Without remorse - Tom Clancy [207]
It would work, Grishanov thought with an eerie chill. The right time of year, the right time of day ... the bomber comes in on a regularly scheduled airliner route. Even in a crisis, the very illusion of something normal would be like a touchstone while people looked for the unusual. Maybe an air-defense squadron would put an aircraft up, a young pilot standing night alert while the senior men slept. He'd close to a thousand meters or so, but at night ... at night your mind saw what the brain told it to see. Lights on the fuselage, well, of course it's an airliner. What bomber would be lit up? That was one op-plan the KGB had never tumbled to. How many more gifts would Zacharias give him?

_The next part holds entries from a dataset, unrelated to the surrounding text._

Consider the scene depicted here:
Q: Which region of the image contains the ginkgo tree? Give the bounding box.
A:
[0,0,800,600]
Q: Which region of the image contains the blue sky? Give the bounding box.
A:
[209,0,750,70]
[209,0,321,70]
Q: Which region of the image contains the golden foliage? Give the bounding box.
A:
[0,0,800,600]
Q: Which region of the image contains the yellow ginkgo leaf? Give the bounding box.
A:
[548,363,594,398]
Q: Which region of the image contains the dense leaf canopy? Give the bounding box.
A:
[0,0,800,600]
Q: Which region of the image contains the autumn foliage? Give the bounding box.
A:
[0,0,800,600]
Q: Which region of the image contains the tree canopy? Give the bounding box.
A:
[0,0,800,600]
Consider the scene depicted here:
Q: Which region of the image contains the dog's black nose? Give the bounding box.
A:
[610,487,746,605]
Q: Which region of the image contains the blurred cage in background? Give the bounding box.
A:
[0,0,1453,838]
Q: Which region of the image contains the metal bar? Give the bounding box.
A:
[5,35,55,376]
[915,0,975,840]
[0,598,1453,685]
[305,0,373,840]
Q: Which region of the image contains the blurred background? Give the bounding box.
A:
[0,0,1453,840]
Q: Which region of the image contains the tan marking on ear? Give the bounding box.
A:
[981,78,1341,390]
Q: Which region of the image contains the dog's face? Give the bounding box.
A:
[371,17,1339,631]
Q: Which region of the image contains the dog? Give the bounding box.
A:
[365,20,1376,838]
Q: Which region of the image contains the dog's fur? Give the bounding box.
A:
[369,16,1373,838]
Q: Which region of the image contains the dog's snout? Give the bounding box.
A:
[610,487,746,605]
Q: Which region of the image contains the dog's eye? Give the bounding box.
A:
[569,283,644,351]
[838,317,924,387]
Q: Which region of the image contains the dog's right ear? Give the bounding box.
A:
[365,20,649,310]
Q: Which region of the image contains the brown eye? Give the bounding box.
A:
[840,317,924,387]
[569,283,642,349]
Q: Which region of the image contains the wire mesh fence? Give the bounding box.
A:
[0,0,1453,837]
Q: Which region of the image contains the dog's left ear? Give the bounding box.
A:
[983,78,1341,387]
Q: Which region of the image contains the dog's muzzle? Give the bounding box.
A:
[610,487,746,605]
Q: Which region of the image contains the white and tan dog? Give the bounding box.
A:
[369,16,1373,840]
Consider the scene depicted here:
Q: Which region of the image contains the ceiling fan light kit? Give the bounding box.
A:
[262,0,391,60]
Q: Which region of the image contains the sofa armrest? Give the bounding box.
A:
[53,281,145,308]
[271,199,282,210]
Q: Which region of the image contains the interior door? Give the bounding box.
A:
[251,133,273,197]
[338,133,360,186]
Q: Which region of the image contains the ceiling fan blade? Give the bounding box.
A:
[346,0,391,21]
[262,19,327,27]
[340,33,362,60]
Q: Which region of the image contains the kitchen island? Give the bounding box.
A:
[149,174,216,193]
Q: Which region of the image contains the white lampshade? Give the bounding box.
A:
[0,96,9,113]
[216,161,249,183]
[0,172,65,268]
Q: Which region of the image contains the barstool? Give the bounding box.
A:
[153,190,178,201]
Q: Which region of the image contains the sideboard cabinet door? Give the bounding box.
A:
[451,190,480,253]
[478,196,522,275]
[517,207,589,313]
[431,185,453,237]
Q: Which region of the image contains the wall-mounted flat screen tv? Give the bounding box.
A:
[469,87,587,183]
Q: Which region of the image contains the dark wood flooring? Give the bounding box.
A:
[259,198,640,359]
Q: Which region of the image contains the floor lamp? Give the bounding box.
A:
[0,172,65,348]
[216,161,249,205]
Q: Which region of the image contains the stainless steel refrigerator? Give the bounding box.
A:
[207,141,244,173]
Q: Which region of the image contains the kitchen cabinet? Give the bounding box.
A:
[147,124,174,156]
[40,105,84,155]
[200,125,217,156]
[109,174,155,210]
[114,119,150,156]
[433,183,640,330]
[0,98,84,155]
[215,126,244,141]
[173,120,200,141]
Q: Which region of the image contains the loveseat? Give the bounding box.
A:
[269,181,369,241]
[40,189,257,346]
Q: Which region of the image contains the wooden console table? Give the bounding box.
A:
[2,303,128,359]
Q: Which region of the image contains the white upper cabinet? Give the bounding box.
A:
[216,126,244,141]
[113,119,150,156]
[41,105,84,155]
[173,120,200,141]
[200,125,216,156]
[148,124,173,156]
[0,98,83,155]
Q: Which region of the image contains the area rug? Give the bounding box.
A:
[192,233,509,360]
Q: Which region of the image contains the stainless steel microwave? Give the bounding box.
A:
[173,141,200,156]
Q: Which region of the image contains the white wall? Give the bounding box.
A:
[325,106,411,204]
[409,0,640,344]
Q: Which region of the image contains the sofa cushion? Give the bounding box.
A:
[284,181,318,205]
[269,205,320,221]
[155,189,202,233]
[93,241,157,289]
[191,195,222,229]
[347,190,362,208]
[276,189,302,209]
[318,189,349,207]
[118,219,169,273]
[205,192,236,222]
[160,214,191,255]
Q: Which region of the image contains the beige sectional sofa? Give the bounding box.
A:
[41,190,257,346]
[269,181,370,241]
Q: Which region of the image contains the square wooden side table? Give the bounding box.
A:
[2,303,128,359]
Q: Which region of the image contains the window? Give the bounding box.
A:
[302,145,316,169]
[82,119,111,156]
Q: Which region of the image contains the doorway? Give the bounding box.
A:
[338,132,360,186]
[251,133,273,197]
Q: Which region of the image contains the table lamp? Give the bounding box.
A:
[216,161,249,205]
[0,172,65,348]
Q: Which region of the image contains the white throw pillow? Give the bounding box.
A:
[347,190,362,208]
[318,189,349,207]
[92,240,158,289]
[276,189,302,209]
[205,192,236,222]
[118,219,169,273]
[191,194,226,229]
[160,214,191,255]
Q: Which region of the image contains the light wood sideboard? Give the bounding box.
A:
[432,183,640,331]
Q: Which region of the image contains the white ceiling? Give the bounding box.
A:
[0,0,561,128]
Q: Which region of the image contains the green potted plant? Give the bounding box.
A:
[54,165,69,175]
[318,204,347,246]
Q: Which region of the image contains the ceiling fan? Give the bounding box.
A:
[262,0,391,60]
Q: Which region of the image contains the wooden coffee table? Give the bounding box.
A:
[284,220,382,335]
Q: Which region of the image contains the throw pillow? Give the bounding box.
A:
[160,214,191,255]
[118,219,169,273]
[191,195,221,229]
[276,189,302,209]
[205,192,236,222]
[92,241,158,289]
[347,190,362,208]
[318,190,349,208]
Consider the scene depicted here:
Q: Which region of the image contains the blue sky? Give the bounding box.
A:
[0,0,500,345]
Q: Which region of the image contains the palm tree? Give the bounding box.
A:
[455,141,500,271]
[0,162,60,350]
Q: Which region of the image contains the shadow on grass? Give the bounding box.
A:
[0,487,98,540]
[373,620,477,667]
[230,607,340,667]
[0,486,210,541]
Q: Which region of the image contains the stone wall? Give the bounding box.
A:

'Anyway, if I was John Chinaman, that's one option. If they don't have much imagination, and go with a straight attack, over this terrain, yeah, they can do that. Probably one group is diversionary. They have a real target, too, but short of Moscow. They fly in high, off vector. About this far out' - he swept a hand across the map - 'they make a radical turn and hit something, you can decide what's important, lots of good targets there. Chances are your fighters keep after them, right?'
'Da.' They'd think the inbound bombers were turning away for a secondary target.
'The other two groups loop around from another direction, and they smoke in low. One of 'em's gonna make it, too. We've played it out a million times, Kolya. We know your radars, we know your bases, we know your airplanes, we know how you train. You're not that hard to beat. And the Chinese, they studied with you, right? You taught them. They know your doctrine and everything.'
It was how he said it. No guile at all. And this was a man who had penetrated the North Vietnamese air defenses over eighty times. Eighty times.
'So how do I -'
'Defend against it?' Robin shrugged, bending down to examine the chart again. 'I need better maps, but first thing, you examine the passes one at a time. You remember that a bomber isn't a fighter. He can't maneuver all that great, especially low. Most of what he's doing is keeping the airplane from crunching into the ground, right? I don't know about you, but that makes me nervous. He's going to pick a valley he can maneuver in. Especially at night. You put your fighters there. You put ground radars there. You don't need big sexy ones. That's just a bell-ringer. Then you plan to catch him when he comes out.'
'Move the defenses back? I can't do that!'
'You put your defenses where they can work, Kolya, not to follow a dotted line on a piece of paper. Or do you like eating Chinese all that much? That's always been a weakness with you people. By the way, it also shortens your lines, right? You save money and assets. Next thing, you remember that the other guy, he knows how pilots think, too - a kill is a kill, right? Maybe there's decoy groups designed to draw your people out, okay? We have scads of radar lures we plan to use. You have to allow for that. You control your people. They stay in their sectors unless you have a really good reason to move them...'
Colonel Grishanov had studied his profession for more than twenty years, had studied Luftwaffe documents not merely related to prisoner interrogation, but also classified studies of how the Kammhuber Line had been set up. This was incredible, almost enough to make him take a drink himself. But not quite, he told himself. This wasn't a briefing document in the making, wasn't a learned White Paper for delivery at the Voroshilov Academy. This was a learned book, highly classified, but a book: Origin and Evolution of American Bomber Doctrine. From such a book he could go on to marshal's stars, all because of his American friend.
'Let's all stay back here,' Marty Young said. 'They're shooting all live stuff.'
'Makes sense to me,' Dutch said. 'I'm used to having things go off a couple hundred yards behind me.'
'And four hundred knots of delta-V,' Greer added for him.